Sunday Marks NFL’s First Regular Season Game in London; League Commissioner Braces for “Second British Invasion”
Jersey autographed by deceased Who drummer Keith Moon, a devoted football fan whose efforts at converting his fellow "Brit" rockers into NFL fans fell on deaf ears. Now, thirty-plus years later, the NFL is attempting to change hearts and minds among his countrymen.
LONDON, ENGLAND (Sportsman’s Daily Wire Service) — The Beatles' celebrated arrival in New York on February 7, 1964 (three weeks after they had ascended to the top of the Billboard and Cashbox US singles charts), kicked off the so-called “British Invasion,” as an onslaught of rock bands from the UK – the Stones, the Who, the Dave Clark Five – hit US shores. To this uniquely American idiom, the Brits added exotic accents, stylish haircuts and a somewhat “ponsified” fashion sense. From 1964 to roughly 1967, the British invasion laid waste to the American cultural landscape, dominating youthful hearts, minds and pocket-books (including stylish ones designed for men).
This Sunday, the Giants and the Miami Dolphins play the National Football League’s first regular-season game held overseas, at sold-out Wembley Stadium in London. For the most American of major American sports – the Chuck Berry or Eddie Cochran of American sports, if you will -- it is more than a trial balloon; it represents the first shot fired across the bow, triggering what the League hopes and expects to be a second British Invasion – or as one league official refers to it, “mop tops in helmets.”
Mark Waller, who leads the league’s international operations, believes he can see the N.F.L.’s future – one that does to American football what the swinging British lads of the mid-60s did to American rock and roll.
“We’re already seeing a surge in interest among British youth. Right now it’s anecdotal, but we’re hearing stories of kids gathering after rugby practice playing a version of American football, sans pads, of course, and with a lot more male-on-male bonding in the pileups – a British thing, apparently. It’s like the early 60s, kids playing Buddy Holly records in their folks’ Liverpool flats, learning to play guitar while knocking over furniture and experimenting with their sister’s makeup kit and wardrobe. It’s all very pre-Beatles, but the first stirrings are there – it’s in the air. There’s an almost palpable sexual tension, which one would expect from a cross-fertilization of American football and the British uber-macho male sensibility, one where ultra heterosexuality is often expressed in what Americans look at as ‘alternative’ coupling.”
As England continues its decades-long slide into irrelevance, Waller believes that American football will, over time, win converts among a new generation of hopelessly disaffected British youth, who will take to this pre-eminently violent game and to it add their stylistic, omni-sexual flair.

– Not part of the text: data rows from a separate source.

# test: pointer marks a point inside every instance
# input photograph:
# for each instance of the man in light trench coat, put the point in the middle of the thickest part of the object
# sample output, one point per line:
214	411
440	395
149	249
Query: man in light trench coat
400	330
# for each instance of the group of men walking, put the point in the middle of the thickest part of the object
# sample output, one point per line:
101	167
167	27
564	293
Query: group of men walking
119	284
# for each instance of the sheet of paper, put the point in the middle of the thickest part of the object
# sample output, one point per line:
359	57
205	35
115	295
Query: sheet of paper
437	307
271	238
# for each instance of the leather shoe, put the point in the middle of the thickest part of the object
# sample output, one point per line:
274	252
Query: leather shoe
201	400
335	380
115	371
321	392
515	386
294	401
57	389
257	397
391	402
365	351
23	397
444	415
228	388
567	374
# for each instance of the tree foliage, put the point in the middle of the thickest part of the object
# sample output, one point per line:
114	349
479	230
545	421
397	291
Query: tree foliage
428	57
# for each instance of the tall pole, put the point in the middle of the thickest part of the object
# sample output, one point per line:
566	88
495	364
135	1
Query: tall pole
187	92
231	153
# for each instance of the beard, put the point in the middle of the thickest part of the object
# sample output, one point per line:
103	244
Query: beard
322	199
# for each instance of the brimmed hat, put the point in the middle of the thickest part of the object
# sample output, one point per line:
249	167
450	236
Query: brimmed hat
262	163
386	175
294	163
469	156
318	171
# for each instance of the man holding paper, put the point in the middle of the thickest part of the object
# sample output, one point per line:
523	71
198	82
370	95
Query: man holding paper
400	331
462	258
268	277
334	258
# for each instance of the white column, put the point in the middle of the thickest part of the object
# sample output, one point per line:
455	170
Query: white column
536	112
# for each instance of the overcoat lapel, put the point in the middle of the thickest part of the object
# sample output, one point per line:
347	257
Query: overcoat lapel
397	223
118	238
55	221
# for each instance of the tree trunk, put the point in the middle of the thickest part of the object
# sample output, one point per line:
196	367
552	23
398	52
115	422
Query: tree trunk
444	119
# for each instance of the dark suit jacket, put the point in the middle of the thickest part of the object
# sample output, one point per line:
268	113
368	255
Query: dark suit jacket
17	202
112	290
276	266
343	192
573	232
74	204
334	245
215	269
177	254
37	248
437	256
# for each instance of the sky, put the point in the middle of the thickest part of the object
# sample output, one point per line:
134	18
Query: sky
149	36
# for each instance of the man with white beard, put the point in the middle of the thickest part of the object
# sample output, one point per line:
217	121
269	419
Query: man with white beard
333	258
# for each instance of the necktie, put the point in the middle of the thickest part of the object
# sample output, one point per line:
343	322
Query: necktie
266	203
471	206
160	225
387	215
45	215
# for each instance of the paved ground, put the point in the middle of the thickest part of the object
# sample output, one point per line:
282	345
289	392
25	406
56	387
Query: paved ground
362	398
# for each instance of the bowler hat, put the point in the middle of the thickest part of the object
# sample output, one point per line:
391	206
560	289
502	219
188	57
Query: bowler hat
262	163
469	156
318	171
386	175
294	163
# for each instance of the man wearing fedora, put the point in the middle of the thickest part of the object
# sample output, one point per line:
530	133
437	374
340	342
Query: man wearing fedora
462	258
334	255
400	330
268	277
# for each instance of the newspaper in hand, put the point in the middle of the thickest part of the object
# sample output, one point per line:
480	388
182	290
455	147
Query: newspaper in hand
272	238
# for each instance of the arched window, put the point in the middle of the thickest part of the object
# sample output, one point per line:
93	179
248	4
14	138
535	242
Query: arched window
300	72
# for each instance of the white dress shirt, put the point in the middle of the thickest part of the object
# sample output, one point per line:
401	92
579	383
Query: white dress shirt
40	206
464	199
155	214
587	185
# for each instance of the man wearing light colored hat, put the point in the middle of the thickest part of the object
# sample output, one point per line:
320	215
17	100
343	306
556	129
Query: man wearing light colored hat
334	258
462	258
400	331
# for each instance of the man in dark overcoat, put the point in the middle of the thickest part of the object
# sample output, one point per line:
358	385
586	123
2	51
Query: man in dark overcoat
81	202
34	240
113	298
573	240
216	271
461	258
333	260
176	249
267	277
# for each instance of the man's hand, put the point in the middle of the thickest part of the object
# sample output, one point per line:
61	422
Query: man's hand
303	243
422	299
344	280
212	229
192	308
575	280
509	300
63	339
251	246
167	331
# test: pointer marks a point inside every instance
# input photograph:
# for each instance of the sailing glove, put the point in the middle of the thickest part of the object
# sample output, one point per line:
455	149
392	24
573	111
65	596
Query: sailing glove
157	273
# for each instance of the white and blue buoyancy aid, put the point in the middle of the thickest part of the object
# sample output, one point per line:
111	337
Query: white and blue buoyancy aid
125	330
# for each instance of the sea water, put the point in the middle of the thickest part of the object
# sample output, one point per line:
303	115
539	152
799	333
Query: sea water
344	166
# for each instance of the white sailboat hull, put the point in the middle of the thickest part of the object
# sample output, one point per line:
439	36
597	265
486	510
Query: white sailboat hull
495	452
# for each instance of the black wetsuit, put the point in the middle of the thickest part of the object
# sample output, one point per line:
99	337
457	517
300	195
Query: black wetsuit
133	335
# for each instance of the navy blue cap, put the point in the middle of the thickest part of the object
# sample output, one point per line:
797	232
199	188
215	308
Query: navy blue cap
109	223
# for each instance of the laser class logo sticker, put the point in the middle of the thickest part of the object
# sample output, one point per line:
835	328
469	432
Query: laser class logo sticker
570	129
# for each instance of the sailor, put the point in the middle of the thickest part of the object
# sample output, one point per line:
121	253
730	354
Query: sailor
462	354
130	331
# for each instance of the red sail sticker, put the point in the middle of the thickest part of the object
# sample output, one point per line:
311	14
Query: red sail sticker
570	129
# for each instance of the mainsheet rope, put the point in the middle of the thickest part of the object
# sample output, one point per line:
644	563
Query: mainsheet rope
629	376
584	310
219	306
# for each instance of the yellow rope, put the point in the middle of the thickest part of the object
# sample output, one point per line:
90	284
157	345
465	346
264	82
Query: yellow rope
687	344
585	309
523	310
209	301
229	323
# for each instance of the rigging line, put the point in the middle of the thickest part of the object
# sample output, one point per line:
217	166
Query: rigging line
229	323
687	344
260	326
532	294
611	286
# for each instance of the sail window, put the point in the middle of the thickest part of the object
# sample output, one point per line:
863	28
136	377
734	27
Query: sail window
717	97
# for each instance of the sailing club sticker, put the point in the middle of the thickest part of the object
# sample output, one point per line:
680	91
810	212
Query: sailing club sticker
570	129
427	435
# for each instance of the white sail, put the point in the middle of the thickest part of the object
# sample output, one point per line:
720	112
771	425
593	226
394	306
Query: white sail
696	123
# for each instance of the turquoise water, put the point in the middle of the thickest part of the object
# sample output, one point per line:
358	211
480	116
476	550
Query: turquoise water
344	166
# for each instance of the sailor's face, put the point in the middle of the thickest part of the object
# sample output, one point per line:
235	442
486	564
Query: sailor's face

“This is not just about bringing our game over there and expanding our fan base. It’s also about introducing a new generation of British youths to the game where one day NFL rosters include the football equivalents of the Roger Daltreys, the Ray Davies, the Jeff Becks. It can only make a great game better – though I’m not sure how we’d manage if we were to see the football equivalents of the David Bowies and Mott the Hooples. I expect we’ll see an improvement in musical programming at NFL stadiums, but it remains to be seen how glam will affect play, let alone interaction in the huddle.”
Brendan Mulrooney, a star rugby player with the Leeds Rhinos, the 2007 Super League champion, is a big fan of American football. “Them blokes are huge and play all-out. It’s a properly violent game, much as me likes it. Some think the padding’s a bit on the ponce-side, a bit Nancy-like, if you catch me drift. But our boys like contact. And, much as I hate to admit it, they like the dress-up part too. Me self, I’m partial to the black and silver and the bloke with the eye patch. Put me in some proper gear, put me on the field and I’ll knock heads all bloody day long – till their brains turn to mush and Black Sabbath sounds like Pat Boone.”